Even regular audits or attestations by third parties may not suffice. The companies may have tricked the auditors: Perhaps they only moved funds into the right wallets just in time for the third party to tick the box that claims the funds are in the right place, then invested money in risky funds.
Remember: Crypto exchanges are not the same as banks. For starters, crypto isn’t insured by government depositary schemes. Accordingly, customers must take due diligence matters into their own hands when choosing where to park their money. They need to check the exchange's terms of service and see what guarantees the exchange is making about holding their funds. Even then, they have to trust that the exchange will live up to the promise of those terms.
But what if customers could verifiably track the location of their funds in real-time?
Enter proof-of-reserves and Merkle trees
Several crypto exchanges are advocating for a form of transparency called proof-of-reserves. This is a cryptographic method of proving that an exchange is liquid enough to process all customer withdrawals, and otherwise allows customers of a cryptocurrency exchange to keep tabs on where their money really is.
One way of doing this involves using something called Merkle trees. These produce efficient data structures called “hash trees” that can be securely verified; these structures, kind of like a map of customers’ funds, work even when the reserves become complicated.
The idea is that, following the publication of a proof-of-reserves certificate, anyone could follow the money and work out how much crypto an exchange holds. In effect, it is a bona fide verification tool to prevent exchanges from surreptitiously running off with customer deposits.
Kraken’s proof-of-reserve report from August 2022, for instance, attested that “Kraken retained custody over a sufficient amount of the in-kind assets to cover the in-scope client liabilities as observed within the database related to Kraken’s spot exchange.” In other words, a third party said that Kraken has enough crypto to cover all current customer withdrawals.
Although proposals for proof-of-reserves often require the hiring of a third-party attestor to confirm that the on-chain funds actually match up with what the exchange claims to hold, the improvement on the current system would be on-demand, real-time tracking of exchange reserves.
In effect, proof-of-reserves brings crypto exchanges closer to the treasuries of decentralized finance protocols, where all funds are matched to cryptocurrency wallets that anyone can trace on-chain at any time.
The idea for proof-of-reserves based on Merkle trees became particularly popular after the collapse of FTX. Binance’s CEO, Changpeng Zhao, tweeted that his exchange would begin to implement proof-of-reserves.

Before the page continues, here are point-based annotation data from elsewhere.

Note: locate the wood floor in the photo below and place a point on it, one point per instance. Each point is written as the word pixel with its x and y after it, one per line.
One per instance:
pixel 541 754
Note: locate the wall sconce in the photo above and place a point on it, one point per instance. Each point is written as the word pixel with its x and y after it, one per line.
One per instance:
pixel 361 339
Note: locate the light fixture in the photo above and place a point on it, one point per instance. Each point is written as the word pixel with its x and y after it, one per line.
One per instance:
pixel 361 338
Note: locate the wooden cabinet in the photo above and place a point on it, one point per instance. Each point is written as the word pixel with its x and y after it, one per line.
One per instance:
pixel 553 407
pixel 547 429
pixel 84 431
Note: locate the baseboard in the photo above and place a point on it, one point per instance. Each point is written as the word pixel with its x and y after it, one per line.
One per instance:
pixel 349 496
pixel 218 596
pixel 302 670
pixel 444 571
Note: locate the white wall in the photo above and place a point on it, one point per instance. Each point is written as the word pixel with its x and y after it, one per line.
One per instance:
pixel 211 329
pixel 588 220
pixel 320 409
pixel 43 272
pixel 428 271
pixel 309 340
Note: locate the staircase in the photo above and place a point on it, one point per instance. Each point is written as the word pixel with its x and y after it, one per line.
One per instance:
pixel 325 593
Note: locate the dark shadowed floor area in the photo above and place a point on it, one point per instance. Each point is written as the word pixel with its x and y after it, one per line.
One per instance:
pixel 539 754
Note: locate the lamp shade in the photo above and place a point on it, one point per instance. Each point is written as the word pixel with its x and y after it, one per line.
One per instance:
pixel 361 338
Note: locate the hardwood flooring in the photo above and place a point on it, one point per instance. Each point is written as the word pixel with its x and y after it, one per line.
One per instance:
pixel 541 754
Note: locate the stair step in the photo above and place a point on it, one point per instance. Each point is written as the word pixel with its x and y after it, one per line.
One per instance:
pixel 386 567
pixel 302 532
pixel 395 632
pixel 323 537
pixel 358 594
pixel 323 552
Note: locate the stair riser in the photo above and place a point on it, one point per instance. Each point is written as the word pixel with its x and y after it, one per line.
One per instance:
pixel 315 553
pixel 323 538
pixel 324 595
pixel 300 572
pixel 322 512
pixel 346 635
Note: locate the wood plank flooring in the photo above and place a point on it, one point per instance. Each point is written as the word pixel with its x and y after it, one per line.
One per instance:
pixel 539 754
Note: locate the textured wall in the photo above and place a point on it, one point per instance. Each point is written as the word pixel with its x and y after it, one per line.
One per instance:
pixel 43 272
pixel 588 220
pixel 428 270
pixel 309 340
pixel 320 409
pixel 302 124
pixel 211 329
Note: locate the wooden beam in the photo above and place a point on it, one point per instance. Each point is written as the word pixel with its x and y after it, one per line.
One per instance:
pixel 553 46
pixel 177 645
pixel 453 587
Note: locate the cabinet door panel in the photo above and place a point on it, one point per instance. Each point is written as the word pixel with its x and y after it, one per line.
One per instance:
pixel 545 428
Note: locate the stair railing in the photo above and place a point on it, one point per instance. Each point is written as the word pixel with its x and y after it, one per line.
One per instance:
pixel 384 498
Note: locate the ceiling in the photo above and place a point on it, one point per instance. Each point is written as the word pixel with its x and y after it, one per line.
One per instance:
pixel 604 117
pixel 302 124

According to a spokesperson, its reserves “would be audited by a third-party vendor with user verification available on third-party platforms to verify and audit our customer holdings.” The world’s largest crypto exchange will first verify BTC reserves.
To be clear, Merkle tree-based proof-of-reserve would not prevent the misappropriation of customer funds completely. It only tracks holdings and would not prevent an exchange from, say, lending money to dodgy borrowers who have no hope of repaying.
And proof-of-reserve does not provide customers with greater control over their funds; it just provides information.
Even if FTX had implemented proof-of-reserve (in addition to its audited financials), a customer would simply have been able to watch their crypto going for a quick walk off a cliff – but that customer wouldn’t have been able to prevent it from happening in the first place.
Ultimately, a proof-of-reserve is only as good as its verifier. A crypto exchange could lie outright, and a third-party attestor could still uphold the lie. If the attestor is corrupt or incompetent, perhaps by overlooking missing wallets or failing to understand how an exchange had structured customer holdings, the whole purpose of proof of reserve would be undermined.